Tokophobia is a mental issue which causes a woman to fear pregnancy and childbirth so intensely as to avoid undergoing them. Both primary and secondary tokophobia are known - primary tokophobia occurs before a woman ever experiences pregnancy, while the secondary form is found in parous women.
Understanding the causes
To manage tokophobia, the underlying etiology needs to be examined. This may include:
- Fear of pain, either mental or physical
- Fear of bodily injury to mother or baby
- Extreme shyness leading to reluctance to allow genital visualization or examination, especially in women who have a history of sexual abuse such as rape
- Previous childbirth perceived to be traumatic, with or without objective basis
In mild primary tokophobia, it may be helpful to talk through the woman’s fears, ensure that false beliefs about childbirth are dispelled, and reassure her that she will receive adequate support in labor.
1. Multidisciplinary care
Women with a traumatic sexual history, which may have involved abuse or rape, will be best served by offering psychotherapy where they can talk through their negative feelings regarding pregnancy and childbirth, and reach solutions other than avoiding childbirth.
It is important to note that women who feared or were horrified by the idea of a normal vaginal delivery may develop post-natal depression, post-traumatic stress disorder (as already mentioned), and fail to bond properly with the infant, if they do not receive proper support during and following the pregnancy. A psychiatric evaluation is required following the obstetrician’s detection of such a fear, to confirm the diagnosis, and probe into any possible reasons for the condition. This will also aid in providing appropriate therapy, as well as help guide the obstetrician’s final decision as to the mode of delivery, the administration of anti-depressants when necessary, and the type of obstetric analgesia most appropriate, preventing further trauma and pain.
Preparing a birth plan
In some women, the fear is so strong that it resists all behavioral techniques or psychotherapy. This is especially so in nulliparous women (those who have not yet become pregnant). Such women may be willing to undergo pregnancy and delivery only if they can have an elective Cesarean section. On the other hand, when such women are forced to undergo vaginal delivery, they may become so stressed that they develop post-traumatic stress disorder following childbirth. This will result in the need for psychiatric help to cope with the condition.
Thus it is necessary to care for such patients from both the mental and obstetric angle, to ensure they receive the help needed. In many of these cases, empathic and professional counseling is successful in helping tokophobic women deal with their fear effectively enough to have a safe and satisfying vaginal delivery, without experiencing regrets or fear after childbirth.
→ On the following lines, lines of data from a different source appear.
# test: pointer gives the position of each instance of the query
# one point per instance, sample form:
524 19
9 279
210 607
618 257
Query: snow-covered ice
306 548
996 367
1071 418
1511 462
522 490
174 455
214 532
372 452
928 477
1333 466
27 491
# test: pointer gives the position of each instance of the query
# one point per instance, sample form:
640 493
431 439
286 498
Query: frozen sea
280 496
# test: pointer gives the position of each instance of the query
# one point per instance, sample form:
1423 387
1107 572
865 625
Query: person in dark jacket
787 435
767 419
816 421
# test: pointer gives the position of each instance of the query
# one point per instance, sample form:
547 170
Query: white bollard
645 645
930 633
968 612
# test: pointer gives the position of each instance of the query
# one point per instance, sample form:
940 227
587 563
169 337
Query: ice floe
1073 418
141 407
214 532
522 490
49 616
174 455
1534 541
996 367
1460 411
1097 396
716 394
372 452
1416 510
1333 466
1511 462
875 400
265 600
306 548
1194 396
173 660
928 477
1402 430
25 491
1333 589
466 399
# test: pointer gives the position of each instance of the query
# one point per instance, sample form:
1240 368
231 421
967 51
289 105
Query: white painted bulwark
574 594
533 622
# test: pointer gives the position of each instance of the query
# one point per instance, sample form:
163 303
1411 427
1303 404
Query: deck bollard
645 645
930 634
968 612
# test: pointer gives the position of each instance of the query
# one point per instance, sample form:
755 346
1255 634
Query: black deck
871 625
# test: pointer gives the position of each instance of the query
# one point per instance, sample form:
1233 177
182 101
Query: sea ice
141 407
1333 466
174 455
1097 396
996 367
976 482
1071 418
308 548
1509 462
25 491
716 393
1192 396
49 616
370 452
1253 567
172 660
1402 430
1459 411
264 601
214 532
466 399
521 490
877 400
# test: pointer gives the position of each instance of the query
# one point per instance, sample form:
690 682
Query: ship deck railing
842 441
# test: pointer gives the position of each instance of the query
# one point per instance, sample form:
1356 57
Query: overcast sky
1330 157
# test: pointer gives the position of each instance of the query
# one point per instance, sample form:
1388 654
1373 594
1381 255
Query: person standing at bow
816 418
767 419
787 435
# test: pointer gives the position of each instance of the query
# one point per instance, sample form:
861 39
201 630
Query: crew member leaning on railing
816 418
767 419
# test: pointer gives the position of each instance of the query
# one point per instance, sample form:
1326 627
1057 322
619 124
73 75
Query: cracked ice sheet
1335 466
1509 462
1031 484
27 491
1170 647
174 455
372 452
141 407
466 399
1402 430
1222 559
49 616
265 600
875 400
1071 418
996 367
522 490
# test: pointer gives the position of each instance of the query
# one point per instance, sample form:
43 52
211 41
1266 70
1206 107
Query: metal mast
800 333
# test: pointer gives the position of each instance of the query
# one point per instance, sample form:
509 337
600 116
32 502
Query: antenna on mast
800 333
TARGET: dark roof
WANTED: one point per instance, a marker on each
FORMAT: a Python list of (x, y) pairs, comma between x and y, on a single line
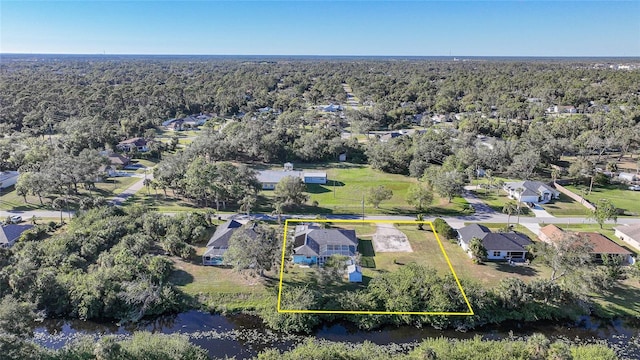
[(505, 241), (315, 238), (10, 233), (134, 141), (474, 230), (223, 233)]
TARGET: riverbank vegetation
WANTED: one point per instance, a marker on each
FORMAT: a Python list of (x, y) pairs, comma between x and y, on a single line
[(535, 347), (109, 264)]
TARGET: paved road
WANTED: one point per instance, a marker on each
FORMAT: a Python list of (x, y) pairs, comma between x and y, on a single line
[(477, 204), (131, 190)]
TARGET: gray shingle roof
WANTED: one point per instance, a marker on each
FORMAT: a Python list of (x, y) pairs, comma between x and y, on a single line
[(274, 176), (474, 230), (505, 241), (314, 239)]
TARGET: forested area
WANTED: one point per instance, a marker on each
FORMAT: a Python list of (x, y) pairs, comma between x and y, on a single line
[(108, 264), (95, 104)]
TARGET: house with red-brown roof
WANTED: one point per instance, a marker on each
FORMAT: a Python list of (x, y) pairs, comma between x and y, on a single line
[(135, 144), (630, 234), (601, 245)]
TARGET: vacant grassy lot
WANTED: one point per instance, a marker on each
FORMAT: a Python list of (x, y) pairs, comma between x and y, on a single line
[(218, 288), (348, 183), (496, 199), (620, 196), (607, 230)]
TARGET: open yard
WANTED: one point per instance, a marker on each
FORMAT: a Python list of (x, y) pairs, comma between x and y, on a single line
[(620, 196), (220, 289), (565, 206), (348, 183), (10, 200)]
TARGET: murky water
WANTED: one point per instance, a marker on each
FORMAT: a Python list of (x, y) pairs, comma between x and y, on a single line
[(244, 336)]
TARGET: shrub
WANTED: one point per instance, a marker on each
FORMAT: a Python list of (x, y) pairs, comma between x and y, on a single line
[(443, 229)]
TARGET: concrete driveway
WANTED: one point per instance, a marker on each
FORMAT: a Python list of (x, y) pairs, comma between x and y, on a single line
[(389, 239)]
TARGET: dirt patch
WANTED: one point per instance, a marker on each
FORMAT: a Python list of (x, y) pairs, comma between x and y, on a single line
[(389, 239)]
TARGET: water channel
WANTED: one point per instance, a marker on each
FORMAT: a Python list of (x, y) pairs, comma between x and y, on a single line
[(244, 336)]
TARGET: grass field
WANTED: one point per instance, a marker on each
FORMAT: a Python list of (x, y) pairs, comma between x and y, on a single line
[(9, 199), (348, 183), (620, 196), (496, 199)]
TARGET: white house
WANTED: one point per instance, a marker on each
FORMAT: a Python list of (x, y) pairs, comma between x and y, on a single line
[(135, 144), (531, 192), (270, 178), (355, 273), (628, 177), (8, 178), (500, 246), (629, 234), (315, 178)]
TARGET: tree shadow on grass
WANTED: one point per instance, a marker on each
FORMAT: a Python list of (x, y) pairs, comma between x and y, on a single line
[(180, 278), (516, 269)]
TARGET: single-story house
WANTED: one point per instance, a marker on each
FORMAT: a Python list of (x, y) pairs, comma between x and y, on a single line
[(313, 245), (500, 246), (314, 177), (354, 272), (10, 233), (107, 171), (531, 192), (135, 144), (331, 108), (628, 177), (601, 244), (390, 135), (219, 242), (630, 234), (270, 178), (8, 178), (118, 160), (555, 109)]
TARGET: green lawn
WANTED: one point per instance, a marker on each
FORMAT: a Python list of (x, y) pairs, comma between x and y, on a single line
[(620, 196), (496, 199), (348, 183), (607, 230), (9, 199), (565, 206)]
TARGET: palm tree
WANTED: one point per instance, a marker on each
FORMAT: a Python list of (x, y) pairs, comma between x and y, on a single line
[(489, 175), (278, 209), (147, 183), (554, 174), (509, 208)]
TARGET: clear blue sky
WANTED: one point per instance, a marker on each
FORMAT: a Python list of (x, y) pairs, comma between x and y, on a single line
[(427, 28)]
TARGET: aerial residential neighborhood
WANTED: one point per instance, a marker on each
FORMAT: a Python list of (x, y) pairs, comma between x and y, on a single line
[(363, 180)]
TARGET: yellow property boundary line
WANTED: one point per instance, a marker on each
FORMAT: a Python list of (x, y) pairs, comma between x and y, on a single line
[(284, 246)]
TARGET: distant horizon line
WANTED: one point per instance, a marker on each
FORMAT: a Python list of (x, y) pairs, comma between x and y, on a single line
[(460, 57)]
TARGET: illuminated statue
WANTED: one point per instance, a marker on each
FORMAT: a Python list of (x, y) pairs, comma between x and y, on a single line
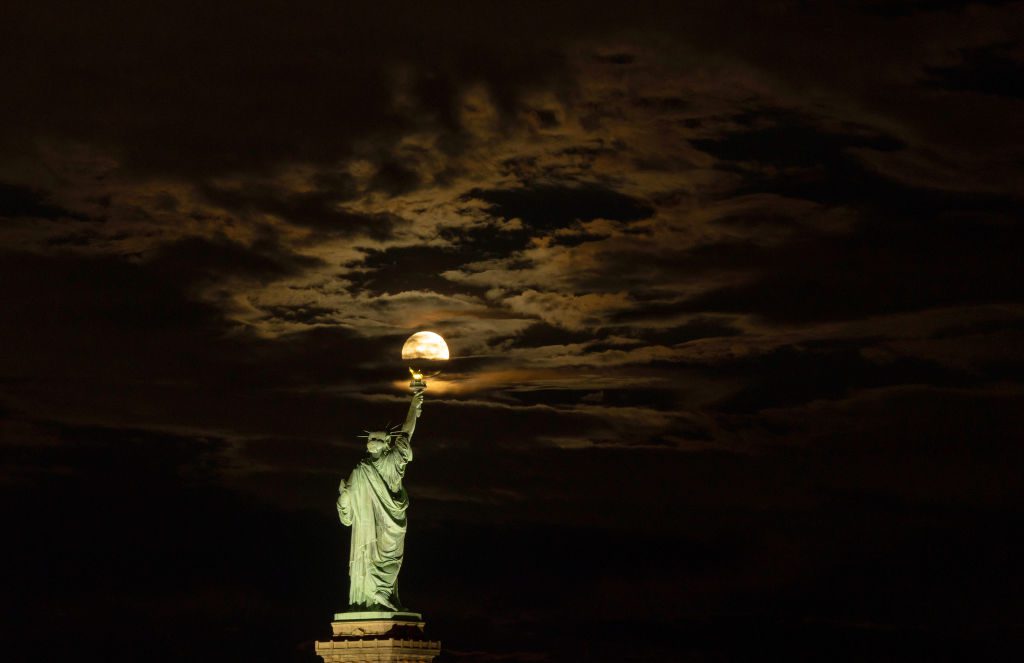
[(374, 503)]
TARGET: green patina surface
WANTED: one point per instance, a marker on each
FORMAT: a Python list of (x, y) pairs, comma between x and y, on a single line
[(373, 502)]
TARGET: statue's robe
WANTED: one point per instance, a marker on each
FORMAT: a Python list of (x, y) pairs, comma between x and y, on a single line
[(374, 503)]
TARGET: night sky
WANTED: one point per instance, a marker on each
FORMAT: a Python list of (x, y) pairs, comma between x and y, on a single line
[(732, 289)]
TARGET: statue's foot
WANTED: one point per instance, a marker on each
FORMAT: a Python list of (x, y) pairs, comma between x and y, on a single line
[(384, 601)]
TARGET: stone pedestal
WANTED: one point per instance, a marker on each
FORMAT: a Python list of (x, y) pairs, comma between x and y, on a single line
[(378, 637)]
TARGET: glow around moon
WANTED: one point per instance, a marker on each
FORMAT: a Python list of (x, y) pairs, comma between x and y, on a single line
[(425, 345)]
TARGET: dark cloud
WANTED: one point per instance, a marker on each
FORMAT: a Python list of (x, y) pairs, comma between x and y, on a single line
[(545, 207), (20, 202), (992, 70), (321, 209)]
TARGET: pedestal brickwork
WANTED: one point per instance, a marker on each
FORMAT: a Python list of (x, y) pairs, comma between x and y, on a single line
[(378, 637)]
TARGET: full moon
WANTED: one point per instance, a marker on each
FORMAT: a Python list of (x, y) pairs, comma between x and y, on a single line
[(425, 345)]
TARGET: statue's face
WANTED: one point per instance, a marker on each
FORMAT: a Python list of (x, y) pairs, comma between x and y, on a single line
[(377, 442)]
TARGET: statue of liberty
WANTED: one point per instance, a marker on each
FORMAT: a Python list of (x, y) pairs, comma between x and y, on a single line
[(374, 503)]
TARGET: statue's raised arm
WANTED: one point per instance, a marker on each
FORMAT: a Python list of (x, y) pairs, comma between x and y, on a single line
[(373, 502), (415, 410)]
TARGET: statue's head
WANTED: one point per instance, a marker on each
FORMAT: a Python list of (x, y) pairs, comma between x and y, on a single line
[(377, 442)]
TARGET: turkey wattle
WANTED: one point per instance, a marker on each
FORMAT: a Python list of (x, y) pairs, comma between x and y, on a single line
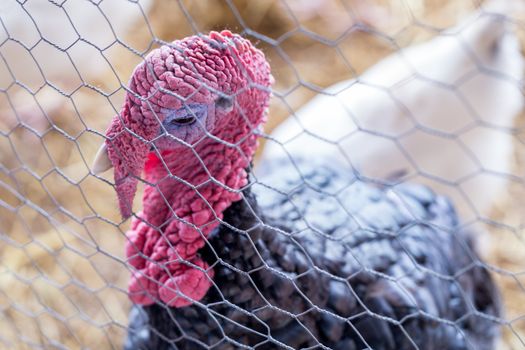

Some solutions which may reassure the woman, when offered in good faith, include:
- Giving epidural analgesia earlier than usual, when requested by the woman
- Having a doula or birth attendant throughout the process of childbirth to reassure and advocate for the woman
- A signed contract with the consultant stating that if they require an instrumental delivery finally, they may opt out and receive a C-section instead. In some cases, a signed contract stating that they suffer from tokophobia and have the right to stop trying to deliver vaginally and receive a C-section at any time if they request it, is subject to the availability of operating room staff and facilities
2. Acknowledging and validating the fear
Women who have an incapacitating fear of becoming pregnant because they cannot go through with delivery need to be seen by a caring counselor. Such a person will be able to identify the woman’s genuine feelings without dismissing them or making them feel less feminine for not being able to do something that “all women do”. Such responses are usually heard, and drive a tokophobic woman deeper into guilt and depression, rather than strengthening her to fight the fear with any degree of success.
3. Support systems
Enlisting family support has a hugely positive impact, which can help a tokophobic woman go through childbirth without harm. Not only will responsible family physically help deal with the difficulties of pregnancy and the post-partum period, but they can impart enormous confidence when dealing with apparently hostile or uncaring medical staff. They can try to ensure that the woman gets the care she requires at each stage of labor.
Deciding to start another pregnancy is also a big issue for a woman with tokophobia. Partners should discuss the matter with genuine care and kindness for each other’s pain, but also seek professional help if, despite their shared desire for another child, the woman is irrationally and adamantly opposed to becoming pregnant again. A trusting and supportive relationship between the woman, her partner, and medical care providers, is essential to addressing tokophobia optimally. A woman with tokophobia who navigates one delivery well with this type of support often finds her problem is resolved, and goes on to have more children with much less difficulty.